On December 1, 2017, aapl commented on Adidas is clicking “print” on your next pair of shoes :

“Will 3D printing eventually be the death of brands as we know them today, or can this manufacturing system serve as a sales catalyst, as Adidas is wagering?”

I certainly agree that the Adidas SpeedFactory is a great example of how traditional apparel and accessories retailers are looking to technological innovation, in this instance–digitalized manufacturing–to build their capabilities in true mass customization. You raise an interesting question/concern as to whether 3D printing technology could become so ubiquitous as to spur disintermediation in the apparel industry all together.

As I consider the role of the 3-D printer of the future, I am inclined to call it the “new sewing machine,” the instrument through which designers execute their visions. In the future, even if end consumers are able to 3-D print clothing, there will likely still be demand for clothing ‘designed’ by a brand’s creative director. I believe the greater threat to Adidas and its competitors could come in the form of lower barriers to entry as 3-D printing machine capacity increases and cost associated with purchasing and maintaining machines decreases. Even so, where incumbents will likely have an continued advantage is in other elements of the supply chain, including raw materials sourcing for instance (e.g. bulk ordering or manufacturing of raw material inputs will enable companies like Adidas to maintain lower per unit costs). Thus, the competitive landscape may be significantly impacted. Perhaps one thing that Adidas must do is determine the specific products and customer segments that are most economically attractive to aggressively introduce digitalized manufacturing into the supply chain. Developing expertise in these segments may help protect its brand as well as its top line.
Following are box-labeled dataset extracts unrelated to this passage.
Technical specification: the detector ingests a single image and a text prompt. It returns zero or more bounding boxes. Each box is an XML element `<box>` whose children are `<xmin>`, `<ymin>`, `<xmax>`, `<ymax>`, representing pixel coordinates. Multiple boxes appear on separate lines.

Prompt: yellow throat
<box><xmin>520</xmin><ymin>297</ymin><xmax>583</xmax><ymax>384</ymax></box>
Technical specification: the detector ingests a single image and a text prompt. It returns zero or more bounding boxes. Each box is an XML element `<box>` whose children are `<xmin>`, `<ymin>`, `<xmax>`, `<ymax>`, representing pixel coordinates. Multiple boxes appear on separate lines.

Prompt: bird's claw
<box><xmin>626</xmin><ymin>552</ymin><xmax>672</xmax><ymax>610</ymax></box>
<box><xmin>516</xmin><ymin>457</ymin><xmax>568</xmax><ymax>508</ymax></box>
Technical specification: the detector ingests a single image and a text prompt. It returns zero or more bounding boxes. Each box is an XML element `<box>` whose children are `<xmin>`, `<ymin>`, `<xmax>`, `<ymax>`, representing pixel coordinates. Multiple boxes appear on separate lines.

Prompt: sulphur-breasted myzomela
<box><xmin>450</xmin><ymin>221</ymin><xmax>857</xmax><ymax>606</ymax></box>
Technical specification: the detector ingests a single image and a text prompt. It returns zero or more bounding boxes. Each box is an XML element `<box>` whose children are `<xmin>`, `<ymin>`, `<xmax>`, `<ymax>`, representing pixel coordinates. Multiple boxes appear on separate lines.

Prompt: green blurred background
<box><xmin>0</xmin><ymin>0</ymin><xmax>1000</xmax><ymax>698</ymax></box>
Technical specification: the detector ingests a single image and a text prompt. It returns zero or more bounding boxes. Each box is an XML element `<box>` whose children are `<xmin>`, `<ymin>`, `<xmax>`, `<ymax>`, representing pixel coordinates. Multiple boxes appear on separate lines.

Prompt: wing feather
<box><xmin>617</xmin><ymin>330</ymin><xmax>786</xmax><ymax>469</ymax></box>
Consider these two articles for more detailed analysis of cost and market implications:



On December 1, 2017, aapl commented on A Perfect Fit: 3D Printing Custom Medical Devices :

“Looking forward, J&J will need to ask themselves: How do we capture this incredible potential to deliver customized medical implants, at a lower cost and faster speed, to patients all around the world?”

I wholeheartedly agree that digital manufacturing, including “3-D printing” technology, will be a great asset in medicine as technological innovation continues. There are undoubtedly many stakeholders and challenges to consider, including research, manufacturing, testing, and of course, the economic rationale. As we consider how medical device manufacturers, or perhaps their customers–hospitals and even physicians themselves–can utilize a truly digitalized supply chain to offer true medical device customization at low cost, I believe there is a silver lining. In contrast to other industries, such as consumer packaged goods, healthcare is unique in the relative price inelasticity of customers when firms can demonstrate increased efficacy and safety of a new product. As such, it may be important for device manufacturers to identify the disease states and use cases for which hospitals, patients, and even payers have a high willingness to pay (e.g. chronic disease that causes significant lifetime healthcare spend and mortality). Through better understanding the value proposition for varied stakeholders and scenarios in healthcare, the question of how, and to what degree, cost efficiencies in 3-D printing must be achieved to accelerate adoption in medicine may be further elucidated.